High Cost Of State Pensions Bankrupting The State
Advocating on behalf of overburden taxpayers, Assemblyman Michael Fitzpatrick (R,C,I-Smithtown) has introduced legislation that would put the state on a path to financial reform, specifically targeting the state pension system and the political class that controls it. Assembly Bill 5141 seeks to prevent the state from going bankrupt by creating a new 401(k) Defined Contribution Plan for all elected officials and non-civil service appointees.
“As we stand here in New York, pensions are overly lavish and bankrupting the state,” said Assemblyman Fitzpatrick. “Every year, the amount contributed to these pensions is increasing at a rate that no taxation can cover. Each level of state employment, from schools to counties, has seen record contribution increases. This is the problem with the pension system, unsustainable contribution growth by the employer to a point of near bankruptcy.”
“It is time that elected officials start to remember that they took office to address the needs of the people they represent, not for the perk of receiving a state pension,” said Assemblyman Fitzpatrick. “The long-term spending reforms needed with the pension system will only be addressed if those who benefit from its excess are removed from it. Therefore, I am proposing to eliminate the defined benefit package for the political class. Not only would this create real progress toward overall pension reform, but it would allow for the reprioritization of funding currently being used to pay hefty public employee pensions.”
Fitzpatrick noted that in 1999, contributions from counties into the New York State and Local Employees Retirement System (NYSERS) stood at $71.8 million. In 2008, the total contribution stood at $422.2 million. That is a total increase of $350.4 million and a staggering 488 percent. Additionally, schools saw an average increased contribution from $24.2 million in 1999 to $276.9 million in 2008. That is an unsustainable 1,044 percent increase in contributions, totaling $252.7 million. On average, employer’s contribution rates for NYSERS, as a percentage of payroll, grew from 1.2 percent in 2002 and is forecasted to reach 16.3 percent in 2012.

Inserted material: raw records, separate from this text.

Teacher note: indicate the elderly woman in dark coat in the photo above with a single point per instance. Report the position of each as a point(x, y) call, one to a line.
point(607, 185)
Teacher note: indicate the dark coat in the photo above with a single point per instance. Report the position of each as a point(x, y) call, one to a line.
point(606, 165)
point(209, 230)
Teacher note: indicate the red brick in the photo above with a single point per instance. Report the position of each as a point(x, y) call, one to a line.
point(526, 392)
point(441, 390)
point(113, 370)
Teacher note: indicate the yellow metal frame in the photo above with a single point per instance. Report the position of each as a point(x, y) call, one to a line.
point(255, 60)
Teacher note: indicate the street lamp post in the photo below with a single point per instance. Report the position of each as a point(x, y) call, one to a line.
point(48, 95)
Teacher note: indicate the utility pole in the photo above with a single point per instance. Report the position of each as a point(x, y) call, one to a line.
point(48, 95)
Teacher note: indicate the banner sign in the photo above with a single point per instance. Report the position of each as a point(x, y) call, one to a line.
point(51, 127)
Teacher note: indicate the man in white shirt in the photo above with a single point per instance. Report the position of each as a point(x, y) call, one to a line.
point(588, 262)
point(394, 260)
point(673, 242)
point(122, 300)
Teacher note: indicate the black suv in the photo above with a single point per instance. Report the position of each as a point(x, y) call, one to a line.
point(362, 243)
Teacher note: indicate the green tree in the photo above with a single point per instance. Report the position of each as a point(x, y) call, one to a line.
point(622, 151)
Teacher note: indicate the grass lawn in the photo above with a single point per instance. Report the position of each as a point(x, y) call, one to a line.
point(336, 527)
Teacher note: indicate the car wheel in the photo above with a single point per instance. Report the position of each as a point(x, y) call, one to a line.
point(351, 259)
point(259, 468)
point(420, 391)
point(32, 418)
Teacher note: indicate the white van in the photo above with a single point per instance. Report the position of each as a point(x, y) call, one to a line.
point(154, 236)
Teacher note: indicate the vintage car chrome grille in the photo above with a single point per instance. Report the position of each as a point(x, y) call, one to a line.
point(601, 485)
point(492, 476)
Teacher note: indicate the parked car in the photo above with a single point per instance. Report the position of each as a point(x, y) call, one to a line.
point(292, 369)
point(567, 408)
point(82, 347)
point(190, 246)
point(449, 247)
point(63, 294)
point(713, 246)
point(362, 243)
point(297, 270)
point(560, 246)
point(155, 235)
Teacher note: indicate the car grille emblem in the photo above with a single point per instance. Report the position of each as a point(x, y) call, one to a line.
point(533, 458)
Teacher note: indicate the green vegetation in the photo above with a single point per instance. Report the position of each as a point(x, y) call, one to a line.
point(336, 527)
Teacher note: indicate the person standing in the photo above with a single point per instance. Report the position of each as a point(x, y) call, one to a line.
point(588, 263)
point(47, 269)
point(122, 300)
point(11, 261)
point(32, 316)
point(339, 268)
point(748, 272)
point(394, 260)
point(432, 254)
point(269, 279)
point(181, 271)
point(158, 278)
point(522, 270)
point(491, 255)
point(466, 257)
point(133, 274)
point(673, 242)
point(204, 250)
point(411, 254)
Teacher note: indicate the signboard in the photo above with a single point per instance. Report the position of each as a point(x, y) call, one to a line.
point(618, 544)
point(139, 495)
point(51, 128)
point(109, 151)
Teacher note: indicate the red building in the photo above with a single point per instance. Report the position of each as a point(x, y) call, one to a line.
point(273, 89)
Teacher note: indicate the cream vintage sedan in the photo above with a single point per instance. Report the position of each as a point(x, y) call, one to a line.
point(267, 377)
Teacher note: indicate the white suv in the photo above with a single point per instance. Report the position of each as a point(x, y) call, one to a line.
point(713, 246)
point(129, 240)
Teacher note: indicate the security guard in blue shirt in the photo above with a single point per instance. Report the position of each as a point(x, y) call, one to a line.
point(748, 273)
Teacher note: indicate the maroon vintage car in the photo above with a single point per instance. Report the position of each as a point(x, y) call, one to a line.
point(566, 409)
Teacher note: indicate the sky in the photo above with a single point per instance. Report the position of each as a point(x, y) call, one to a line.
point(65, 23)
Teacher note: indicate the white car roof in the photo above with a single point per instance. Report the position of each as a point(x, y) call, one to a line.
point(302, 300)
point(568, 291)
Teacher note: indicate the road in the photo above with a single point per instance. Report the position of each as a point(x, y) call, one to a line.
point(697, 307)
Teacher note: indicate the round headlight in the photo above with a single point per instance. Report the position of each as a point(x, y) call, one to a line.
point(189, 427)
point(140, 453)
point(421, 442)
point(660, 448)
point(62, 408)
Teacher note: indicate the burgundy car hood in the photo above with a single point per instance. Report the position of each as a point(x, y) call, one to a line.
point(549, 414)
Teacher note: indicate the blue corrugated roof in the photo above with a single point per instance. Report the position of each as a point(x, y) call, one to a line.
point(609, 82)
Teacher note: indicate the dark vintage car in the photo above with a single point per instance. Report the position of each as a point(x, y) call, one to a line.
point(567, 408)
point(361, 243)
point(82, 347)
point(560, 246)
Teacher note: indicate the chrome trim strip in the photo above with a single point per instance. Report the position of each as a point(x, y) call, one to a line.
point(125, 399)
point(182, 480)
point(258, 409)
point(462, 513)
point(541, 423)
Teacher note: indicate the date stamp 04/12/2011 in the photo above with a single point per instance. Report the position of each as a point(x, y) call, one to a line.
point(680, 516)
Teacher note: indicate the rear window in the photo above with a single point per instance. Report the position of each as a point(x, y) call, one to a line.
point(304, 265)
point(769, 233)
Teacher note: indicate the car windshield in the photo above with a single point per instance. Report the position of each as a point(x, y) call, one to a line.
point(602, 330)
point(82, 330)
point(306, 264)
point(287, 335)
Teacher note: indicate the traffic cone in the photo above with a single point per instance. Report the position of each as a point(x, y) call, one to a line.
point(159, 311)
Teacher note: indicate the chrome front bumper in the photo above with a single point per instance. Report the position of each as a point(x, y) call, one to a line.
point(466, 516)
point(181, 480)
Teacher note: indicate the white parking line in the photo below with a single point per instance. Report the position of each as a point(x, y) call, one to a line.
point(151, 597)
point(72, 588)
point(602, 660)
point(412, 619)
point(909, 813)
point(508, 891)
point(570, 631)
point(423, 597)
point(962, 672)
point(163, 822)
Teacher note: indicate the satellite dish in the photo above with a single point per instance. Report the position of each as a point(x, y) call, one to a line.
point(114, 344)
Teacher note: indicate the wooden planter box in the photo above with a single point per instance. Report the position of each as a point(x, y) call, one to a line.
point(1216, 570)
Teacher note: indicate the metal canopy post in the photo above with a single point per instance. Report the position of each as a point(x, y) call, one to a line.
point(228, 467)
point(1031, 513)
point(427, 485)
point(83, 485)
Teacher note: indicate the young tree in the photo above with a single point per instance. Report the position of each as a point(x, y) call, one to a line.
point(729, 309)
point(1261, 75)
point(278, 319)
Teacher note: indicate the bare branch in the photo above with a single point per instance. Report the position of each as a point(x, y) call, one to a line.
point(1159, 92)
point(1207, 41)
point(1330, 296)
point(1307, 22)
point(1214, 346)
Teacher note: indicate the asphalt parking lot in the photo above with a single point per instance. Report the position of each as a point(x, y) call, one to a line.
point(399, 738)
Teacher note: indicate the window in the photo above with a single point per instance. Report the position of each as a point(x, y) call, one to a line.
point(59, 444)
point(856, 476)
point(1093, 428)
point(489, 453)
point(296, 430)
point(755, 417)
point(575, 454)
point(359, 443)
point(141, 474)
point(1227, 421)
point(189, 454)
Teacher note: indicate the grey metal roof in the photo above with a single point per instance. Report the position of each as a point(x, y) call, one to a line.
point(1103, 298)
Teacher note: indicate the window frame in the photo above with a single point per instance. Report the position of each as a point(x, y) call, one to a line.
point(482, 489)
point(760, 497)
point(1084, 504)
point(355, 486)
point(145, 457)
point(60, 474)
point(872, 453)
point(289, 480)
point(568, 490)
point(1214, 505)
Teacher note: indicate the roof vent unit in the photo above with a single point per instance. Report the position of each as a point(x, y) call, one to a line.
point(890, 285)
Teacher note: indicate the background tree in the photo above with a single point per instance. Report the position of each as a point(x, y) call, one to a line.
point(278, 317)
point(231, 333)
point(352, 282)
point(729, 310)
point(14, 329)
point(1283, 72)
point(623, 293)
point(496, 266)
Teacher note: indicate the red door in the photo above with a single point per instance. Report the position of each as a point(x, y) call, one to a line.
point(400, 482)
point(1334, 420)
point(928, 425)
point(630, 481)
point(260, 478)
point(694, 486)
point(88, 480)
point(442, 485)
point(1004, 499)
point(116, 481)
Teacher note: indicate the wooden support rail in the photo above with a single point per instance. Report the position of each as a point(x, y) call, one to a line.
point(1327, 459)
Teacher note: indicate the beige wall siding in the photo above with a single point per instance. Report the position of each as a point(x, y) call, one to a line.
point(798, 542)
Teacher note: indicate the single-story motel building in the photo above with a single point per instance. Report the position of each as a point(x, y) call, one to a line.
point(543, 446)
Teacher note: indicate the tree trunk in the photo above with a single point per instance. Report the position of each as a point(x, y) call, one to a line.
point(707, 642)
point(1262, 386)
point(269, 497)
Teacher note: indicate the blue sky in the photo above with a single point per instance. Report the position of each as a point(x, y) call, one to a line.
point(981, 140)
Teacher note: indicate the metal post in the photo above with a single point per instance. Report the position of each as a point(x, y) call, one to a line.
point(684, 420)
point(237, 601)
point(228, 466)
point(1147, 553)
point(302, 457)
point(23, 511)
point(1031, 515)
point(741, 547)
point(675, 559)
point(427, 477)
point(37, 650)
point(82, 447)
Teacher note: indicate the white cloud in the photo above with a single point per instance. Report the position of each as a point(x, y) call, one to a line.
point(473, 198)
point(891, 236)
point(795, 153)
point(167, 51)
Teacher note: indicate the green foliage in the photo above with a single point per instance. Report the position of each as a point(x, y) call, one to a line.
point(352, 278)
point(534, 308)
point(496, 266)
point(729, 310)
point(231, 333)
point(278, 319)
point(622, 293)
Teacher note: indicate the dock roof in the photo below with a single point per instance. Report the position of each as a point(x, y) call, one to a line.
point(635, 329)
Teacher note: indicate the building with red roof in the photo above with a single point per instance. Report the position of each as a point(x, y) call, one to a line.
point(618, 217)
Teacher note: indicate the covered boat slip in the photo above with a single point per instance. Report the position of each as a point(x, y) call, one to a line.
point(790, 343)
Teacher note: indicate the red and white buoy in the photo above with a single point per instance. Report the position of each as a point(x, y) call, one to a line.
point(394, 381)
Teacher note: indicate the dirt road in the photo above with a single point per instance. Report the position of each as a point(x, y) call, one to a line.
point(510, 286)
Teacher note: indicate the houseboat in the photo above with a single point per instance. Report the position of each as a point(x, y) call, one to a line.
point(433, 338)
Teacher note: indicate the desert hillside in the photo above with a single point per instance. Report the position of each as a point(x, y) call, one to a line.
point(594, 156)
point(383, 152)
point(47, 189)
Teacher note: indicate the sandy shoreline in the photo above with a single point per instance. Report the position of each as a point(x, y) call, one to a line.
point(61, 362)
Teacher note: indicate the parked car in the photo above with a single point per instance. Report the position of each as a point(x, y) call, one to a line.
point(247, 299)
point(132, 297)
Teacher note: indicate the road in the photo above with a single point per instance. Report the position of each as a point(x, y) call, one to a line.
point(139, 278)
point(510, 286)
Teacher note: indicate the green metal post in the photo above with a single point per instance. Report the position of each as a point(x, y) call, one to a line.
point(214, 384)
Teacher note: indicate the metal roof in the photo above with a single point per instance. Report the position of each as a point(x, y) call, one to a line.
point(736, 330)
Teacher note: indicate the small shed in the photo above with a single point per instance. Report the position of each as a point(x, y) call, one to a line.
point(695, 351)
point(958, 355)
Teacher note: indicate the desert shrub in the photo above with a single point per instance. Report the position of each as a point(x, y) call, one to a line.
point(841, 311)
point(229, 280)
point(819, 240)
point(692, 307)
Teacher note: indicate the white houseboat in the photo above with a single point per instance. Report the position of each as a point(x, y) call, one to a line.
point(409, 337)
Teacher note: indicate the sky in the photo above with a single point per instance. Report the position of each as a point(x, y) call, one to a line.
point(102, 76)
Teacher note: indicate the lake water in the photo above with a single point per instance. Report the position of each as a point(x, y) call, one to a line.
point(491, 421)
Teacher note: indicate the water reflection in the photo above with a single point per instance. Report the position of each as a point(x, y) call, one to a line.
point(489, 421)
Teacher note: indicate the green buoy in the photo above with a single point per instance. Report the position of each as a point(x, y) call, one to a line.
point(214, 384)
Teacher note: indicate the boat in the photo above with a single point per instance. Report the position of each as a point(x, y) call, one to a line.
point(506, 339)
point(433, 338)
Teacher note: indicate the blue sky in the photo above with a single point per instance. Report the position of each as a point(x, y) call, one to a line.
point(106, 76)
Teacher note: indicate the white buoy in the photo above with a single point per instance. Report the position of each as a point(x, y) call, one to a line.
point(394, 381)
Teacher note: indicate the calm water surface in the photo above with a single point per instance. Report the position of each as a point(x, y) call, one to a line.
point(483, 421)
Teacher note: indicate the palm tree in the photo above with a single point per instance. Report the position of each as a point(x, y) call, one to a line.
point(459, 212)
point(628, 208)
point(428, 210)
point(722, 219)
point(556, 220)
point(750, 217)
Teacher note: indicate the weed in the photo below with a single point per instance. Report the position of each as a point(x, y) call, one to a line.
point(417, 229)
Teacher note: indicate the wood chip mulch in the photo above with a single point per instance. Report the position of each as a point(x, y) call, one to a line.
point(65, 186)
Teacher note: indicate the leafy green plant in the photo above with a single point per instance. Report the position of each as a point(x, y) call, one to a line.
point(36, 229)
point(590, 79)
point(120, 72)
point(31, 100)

“There are a number of issues that each state faces as part of their struggle to stay financially afloat, but in New York, pensions are a top issue,” said Assemblyman Fitzpatrick. “With cities, towns, and villages seeing their state funding decreased and retirement contributions increasing, it is no surprise that we see programs being cut. It is time for New York to take responsibility for the skyrocketing costs of pensions by leading through example. By removing outside influences to the political class, we start taking strides toward a financially responsible future.”
Fitzpatrick’s legislation seeks to freeze current state benefits for elected officials and political appointees while beginning their contributions toward a new Defined Contribution Plan. The plan will allow the comptroller to select one or more financial organizations to administer savings and invest the funds held in the Defined Contribution Plan. An employer contribution of 3% would be made into each participant’s account. The bill is currently in the Governmental Employees Committee where it awaits further action.